With its plethora of fly fishing resources, the Colorado can prove to be a bit overwhelming at first glance. In an effort to help quantify this amazing area, I recommend breaking the state into smaller more digestible regions. To avoid having to break the state up all the way into watershed specific regions, we will keep things fairly simple and divide the state into three different segments, all west of I-25, as that is where 90% of fly fishing takes place within the state. These three sections will be fairly easy to track, as there is a northern region from I-70 north, a central section that lies between I-70 and US-50, and last but not least, a southern section which extends from US-50 south to the Colorado border.

The Northern section of the state is often one of the most over looked regions. The northern region holds some absolute powerhouse waters. Rivers such as the Colorado near Kremmling and the Big Thomson (the Big T) near Estes Park give you options to hook up to some sizable wild trout. In addition to the rivers, some lakes such as the three Delaney lakes near Cowdrey and Green Mountain Reservoir just outside of Silverthorne will offer vast options of species ranging from native Cutthroat trout, to big Brown trout, and seasonal Kokanee Salmon.

The Central region is perhaps the most popular and arguably considered the most productive region in the state. It is hard to go over all of the amazing waters in this region so we’ll hit my three favorites. First on my list (and hopefully yours) is the South Platte River between South Park and Denver, this river needs no introduction, as it is a tailwater factory for massive trout that can exceed thirty inches. Also falling into the needs no introduction category is our next system, the Frying Pan River. Situated a little further south near Aspen, this river is home to some of the largest and most finicky hybrid trout in the country.

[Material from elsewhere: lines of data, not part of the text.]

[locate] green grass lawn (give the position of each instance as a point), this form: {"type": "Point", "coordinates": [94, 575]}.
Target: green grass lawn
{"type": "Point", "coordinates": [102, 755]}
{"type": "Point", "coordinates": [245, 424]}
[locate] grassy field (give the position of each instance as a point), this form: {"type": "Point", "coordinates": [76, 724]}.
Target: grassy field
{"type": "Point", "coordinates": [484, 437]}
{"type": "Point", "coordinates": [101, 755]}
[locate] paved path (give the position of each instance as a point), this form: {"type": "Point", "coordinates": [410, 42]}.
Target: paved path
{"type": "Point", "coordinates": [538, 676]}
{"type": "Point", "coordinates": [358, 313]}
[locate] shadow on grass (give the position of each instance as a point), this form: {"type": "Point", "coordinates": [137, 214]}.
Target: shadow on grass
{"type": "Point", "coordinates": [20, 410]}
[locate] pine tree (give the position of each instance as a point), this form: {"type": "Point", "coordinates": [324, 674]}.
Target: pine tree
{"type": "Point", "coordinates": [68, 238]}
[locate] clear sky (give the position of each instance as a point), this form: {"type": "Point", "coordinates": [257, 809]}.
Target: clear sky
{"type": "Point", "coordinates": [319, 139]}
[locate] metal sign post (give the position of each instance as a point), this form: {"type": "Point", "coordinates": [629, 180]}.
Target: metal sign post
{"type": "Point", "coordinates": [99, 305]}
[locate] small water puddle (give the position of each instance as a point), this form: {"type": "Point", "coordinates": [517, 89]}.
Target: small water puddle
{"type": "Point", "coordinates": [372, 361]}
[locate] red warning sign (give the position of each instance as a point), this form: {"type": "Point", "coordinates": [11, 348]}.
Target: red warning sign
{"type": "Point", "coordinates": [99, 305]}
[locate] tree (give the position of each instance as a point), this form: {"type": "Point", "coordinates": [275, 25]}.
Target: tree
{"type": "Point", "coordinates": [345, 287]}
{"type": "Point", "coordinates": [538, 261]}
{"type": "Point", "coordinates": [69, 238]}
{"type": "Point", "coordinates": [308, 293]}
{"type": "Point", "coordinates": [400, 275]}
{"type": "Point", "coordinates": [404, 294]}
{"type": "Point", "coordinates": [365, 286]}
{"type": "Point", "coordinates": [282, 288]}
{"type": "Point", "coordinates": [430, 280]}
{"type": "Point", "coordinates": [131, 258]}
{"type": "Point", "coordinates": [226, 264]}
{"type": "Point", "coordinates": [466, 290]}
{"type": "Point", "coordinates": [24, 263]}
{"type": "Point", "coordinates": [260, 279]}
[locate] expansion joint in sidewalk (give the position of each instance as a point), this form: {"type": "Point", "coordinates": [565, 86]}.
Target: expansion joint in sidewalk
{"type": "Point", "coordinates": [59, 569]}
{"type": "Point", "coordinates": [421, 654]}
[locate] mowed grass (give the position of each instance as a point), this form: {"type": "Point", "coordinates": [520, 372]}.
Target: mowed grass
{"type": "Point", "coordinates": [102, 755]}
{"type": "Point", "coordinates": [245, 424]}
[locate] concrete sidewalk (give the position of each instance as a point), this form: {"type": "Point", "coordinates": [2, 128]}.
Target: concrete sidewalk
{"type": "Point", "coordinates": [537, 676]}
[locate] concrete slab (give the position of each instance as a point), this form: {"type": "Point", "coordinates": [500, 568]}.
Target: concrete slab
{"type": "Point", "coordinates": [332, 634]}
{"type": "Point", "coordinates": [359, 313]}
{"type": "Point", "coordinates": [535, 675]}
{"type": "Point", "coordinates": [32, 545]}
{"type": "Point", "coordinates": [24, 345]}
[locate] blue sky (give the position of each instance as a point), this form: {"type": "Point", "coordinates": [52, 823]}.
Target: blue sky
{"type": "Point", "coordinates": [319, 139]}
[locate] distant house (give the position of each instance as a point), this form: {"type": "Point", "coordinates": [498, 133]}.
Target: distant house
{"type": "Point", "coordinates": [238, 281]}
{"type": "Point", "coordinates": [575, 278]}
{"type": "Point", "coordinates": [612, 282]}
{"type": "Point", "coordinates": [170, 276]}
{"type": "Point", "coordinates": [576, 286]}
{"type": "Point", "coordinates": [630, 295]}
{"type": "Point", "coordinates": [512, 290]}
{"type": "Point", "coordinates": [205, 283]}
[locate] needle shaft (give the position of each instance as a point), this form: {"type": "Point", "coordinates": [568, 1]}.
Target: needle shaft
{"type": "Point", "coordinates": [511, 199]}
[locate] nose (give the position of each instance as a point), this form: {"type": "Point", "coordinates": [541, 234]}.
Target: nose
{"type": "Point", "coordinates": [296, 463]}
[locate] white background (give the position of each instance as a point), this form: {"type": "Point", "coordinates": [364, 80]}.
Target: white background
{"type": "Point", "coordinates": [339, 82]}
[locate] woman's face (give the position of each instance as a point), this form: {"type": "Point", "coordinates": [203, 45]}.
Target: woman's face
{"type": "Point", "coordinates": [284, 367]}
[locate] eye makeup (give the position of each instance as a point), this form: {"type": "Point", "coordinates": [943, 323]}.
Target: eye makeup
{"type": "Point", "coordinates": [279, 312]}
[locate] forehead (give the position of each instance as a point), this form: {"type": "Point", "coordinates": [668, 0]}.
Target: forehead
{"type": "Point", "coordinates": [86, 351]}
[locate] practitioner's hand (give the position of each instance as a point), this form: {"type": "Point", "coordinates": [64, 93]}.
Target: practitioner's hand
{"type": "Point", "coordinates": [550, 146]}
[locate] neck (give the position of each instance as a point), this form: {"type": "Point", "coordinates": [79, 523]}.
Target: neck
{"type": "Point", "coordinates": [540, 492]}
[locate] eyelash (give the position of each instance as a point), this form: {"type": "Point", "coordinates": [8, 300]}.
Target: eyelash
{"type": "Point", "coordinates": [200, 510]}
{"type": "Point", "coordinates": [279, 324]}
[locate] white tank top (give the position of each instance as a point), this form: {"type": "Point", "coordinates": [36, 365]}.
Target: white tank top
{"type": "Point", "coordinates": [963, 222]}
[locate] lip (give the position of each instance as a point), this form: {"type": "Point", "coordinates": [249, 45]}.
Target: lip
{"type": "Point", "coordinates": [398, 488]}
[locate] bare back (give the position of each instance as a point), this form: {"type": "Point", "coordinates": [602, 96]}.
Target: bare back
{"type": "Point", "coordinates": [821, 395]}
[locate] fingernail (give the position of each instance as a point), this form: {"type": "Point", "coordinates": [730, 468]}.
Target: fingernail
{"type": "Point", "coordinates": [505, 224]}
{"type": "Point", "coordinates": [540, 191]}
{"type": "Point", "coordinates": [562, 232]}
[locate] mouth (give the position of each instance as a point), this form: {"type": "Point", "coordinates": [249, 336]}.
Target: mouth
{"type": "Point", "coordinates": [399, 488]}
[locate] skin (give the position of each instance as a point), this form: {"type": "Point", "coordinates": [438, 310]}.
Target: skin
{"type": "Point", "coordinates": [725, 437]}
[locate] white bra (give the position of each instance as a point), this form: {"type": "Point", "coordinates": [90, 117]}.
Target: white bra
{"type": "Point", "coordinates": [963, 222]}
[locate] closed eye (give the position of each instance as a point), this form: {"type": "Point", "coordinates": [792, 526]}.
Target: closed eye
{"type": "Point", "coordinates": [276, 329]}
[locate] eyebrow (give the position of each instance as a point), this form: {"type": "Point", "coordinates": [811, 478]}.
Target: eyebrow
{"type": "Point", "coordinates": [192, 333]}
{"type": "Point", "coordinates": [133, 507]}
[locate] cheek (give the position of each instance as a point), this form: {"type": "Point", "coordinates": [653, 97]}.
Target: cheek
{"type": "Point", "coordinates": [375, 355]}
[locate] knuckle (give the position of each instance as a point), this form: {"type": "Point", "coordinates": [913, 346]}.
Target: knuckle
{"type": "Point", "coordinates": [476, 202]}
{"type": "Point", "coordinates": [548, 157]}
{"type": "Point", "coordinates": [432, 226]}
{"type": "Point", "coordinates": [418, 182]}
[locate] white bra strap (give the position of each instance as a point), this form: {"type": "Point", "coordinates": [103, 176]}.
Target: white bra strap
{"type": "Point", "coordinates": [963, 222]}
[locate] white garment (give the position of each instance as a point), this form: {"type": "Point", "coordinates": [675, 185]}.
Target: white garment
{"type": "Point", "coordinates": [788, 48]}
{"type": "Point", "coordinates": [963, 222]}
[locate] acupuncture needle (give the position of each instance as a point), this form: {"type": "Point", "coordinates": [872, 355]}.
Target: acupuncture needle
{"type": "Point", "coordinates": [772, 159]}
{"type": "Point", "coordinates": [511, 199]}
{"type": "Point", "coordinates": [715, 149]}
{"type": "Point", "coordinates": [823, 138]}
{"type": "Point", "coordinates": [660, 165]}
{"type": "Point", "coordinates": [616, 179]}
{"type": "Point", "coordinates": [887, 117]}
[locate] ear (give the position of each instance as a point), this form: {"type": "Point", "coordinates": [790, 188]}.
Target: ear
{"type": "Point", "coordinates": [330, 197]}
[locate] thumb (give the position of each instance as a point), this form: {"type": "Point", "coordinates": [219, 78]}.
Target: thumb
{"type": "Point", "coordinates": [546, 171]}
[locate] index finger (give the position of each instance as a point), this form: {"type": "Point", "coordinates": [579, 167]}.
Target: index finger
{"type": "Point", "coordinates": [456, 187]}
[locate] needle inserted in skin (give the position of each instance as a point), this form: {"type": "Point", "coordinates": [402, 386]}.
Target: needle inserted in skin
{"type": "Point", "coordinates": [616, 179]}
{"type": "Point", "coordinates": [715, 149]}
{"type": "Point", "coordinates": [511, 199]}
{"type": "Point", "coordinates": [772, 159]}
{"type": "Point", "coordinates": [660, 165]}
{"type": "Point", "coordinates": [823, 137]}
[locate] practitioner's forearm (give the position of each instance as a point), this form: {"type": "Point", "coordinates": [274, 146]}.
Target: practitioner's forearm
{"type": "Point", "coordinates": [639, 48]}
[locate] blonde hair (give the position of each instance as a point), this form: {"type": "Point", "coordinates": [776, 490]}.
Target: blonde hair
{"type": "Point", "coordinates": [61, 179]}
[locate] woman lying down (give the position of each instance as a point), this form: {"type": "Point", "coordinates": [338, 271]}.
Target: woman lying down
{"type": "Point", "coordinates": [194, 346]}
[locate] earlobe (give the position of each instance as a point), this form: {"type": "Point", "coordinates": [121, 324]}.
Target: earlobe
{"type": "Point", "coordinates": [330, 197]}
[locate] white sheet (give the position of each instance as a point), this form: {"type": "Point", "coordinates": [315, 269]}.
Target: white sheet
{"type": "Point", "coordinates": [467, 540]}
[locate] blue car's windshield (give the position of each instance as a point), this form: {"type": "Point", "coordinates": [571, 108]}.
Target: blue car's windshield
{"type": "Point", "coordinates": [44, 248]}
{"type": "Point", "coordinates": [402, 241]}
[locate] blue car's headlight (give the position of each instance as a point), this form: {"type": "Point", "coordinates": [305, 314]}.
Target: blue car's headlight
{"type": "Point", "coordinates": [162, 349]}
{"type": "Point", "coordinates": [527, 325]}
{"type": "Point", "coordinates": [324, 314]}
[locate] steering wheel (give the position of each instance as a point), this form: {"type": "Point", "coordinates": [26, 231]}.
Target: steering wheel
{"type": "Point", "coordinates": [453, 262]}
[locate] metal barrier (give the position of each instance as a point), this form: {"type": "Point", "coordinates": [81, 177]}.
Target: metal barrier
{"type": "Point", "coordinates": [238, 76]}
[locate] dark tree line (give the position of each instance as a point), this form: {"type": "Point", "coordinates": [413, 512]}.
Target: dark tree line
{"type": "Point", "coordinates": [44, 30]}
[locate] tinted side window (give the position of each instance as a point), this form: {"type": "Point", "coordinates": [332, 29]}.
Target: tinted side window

The Southern section does not fall off as far as pristine trout waters go. This area has challenged many fly anglers on rivers such as the San Juan and Animas (when it’s not orange.) Due to the high run off of San Juan Mountain Range, this area is hard to fish in spring but will fish amazingly nearly year-round. To fish every water in Colorado could take several lifetimes, so make sure you select a water suited to your fishing style to ensure the best results!